Whether a complaint gives reasonable notice of a claim is a "pure question of law." Evans v. McClain of Ga., Inc., 131 F.3d 957, 964 n.2 (11th Cir. 1997). This court reviews questions of law de novo. Williams v. Fab-Con, Inc., 990 F.2d 228, 230 (5th Cir. 1993). After reviewing the plaintiffs' complaint and the record we find that the plaintiffs did not plead their additional claims with sufficient specificity to put Ethicon on notice, and the district court did not err in dismissing them.
The District Court's Error in Unfiling Consents to Sue
The FLSA allows multiple employees to bring action against an employer on behalf of themselves and other employees similarly situated, but each employee must file a written consent to sue with the court. 29 U.S.C. § 216(b). Although certain consents were filed for individuals other than the named plaintiffs, the district court ordered that these consents be unfiled. Plaintiffs appeal this order. The Court need not reach this issue, however, because we find that the district court's grant of summary judgment was proper and rendered the filing issue moot.

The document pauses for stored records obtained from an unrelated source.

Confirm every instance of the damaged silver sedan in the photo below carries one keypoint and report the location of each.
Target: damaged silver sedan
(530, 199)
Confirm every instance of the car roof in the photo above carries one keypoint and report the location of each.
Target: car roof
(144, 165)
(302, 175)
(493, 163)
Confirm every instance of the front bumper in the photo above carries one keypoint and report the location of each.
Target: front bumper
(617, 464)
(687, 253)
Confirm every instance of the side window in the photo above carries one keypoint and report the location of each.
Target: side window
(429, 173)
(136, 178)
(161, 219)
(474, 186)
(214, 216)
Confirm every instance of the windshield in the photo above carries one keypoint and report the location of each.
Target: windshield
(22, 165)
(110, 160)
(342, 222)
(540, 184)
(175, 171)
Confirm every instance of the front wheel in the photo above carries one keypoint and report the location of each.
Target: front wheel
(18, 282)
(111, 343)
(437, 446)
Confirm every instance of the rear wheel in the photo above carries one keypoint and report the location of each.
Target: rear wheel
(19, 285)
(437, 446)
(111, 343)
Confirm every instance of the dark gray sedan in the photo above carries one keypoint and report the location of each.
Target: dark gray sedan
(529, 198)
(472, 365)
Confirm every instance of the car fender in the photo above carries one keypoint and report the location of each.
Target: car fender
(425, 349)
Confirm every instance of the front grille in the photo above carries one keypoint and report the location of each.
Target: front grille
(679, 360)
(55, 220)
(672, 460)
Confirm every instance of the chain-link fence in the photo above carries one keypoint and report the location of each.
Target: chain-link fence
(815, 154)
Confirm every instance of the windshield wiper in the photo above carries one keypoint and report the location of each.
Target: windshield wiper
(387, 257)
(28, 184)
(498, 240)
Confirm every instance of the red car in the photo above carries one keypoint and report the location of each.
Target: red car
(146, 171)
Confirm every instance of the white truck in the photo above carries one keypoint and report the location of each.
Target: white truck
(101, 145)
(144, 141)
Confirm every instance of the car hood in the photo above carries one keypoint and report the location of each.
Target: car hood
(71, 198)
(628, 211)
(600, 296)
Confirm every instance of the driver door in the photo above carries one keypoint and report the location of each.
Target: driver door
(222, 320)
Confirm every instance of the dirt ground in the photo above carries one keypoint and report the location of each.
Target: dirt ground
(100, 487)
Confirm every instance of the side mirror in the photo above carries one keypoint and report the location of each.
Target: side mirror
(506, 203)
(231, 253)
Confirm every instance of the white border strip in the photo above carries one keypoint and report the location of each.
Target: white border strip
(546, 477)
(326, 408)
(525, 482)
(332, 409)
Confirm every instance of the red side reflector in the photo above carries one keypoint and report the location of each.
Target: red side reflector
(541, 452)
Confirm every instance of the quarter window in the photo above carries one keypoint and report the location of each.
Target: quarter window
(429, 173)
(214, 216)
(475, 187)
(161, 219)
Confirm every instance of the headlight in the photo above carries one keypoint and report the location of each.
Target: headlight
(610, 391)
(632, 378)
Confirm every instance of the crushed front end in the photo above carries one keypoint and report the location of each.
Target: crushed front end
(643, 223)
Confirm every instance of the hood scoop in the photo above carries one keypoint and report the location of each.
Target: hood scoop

Having carefully reviewed the record of this case and the parties' respective briefing and for the reasons set forth above, we conclude that the district court did not err in granting summary judgment in favor of the defendant, Ethicon. We therefore AFFIRM the district court's decision.
Apparently, the employees wanted a clock for punching in so that they could be compensated for the time spent in the gowning area.
29 U.S.C. § 203(o) specifically states:
Hours Worked - In determining for the purposes of sections 206 and 207 of this title the hours for which an employee's employed, there shall be excluded any time spent in changing clothes or washing at the beginning or end of each workday which was excluded from measured working time during the week involved by the express terms of or by custom or practice under a bona fide collective-bargaining agreement applicable to the particular employee.
The plaintiffs attempt to distinguish their case by claiming that the sanitary garments used in the present case are not "clothes" under § 203(o) and therefore, that section should not be applicable. The distinction plaintiffs make, however, is nonsensical. As the district court noted, Webster's defines "clothing" as "covering for the human body or garments in general." Webster's Third New Int'l Dictionary (1986). The plaintiffs here put on, among other things, (1) a lab coat; (2) dedicated shoes or shoe coverings; and (3) hair or beard coverings. These items all appear to fall under the definition of "clothes."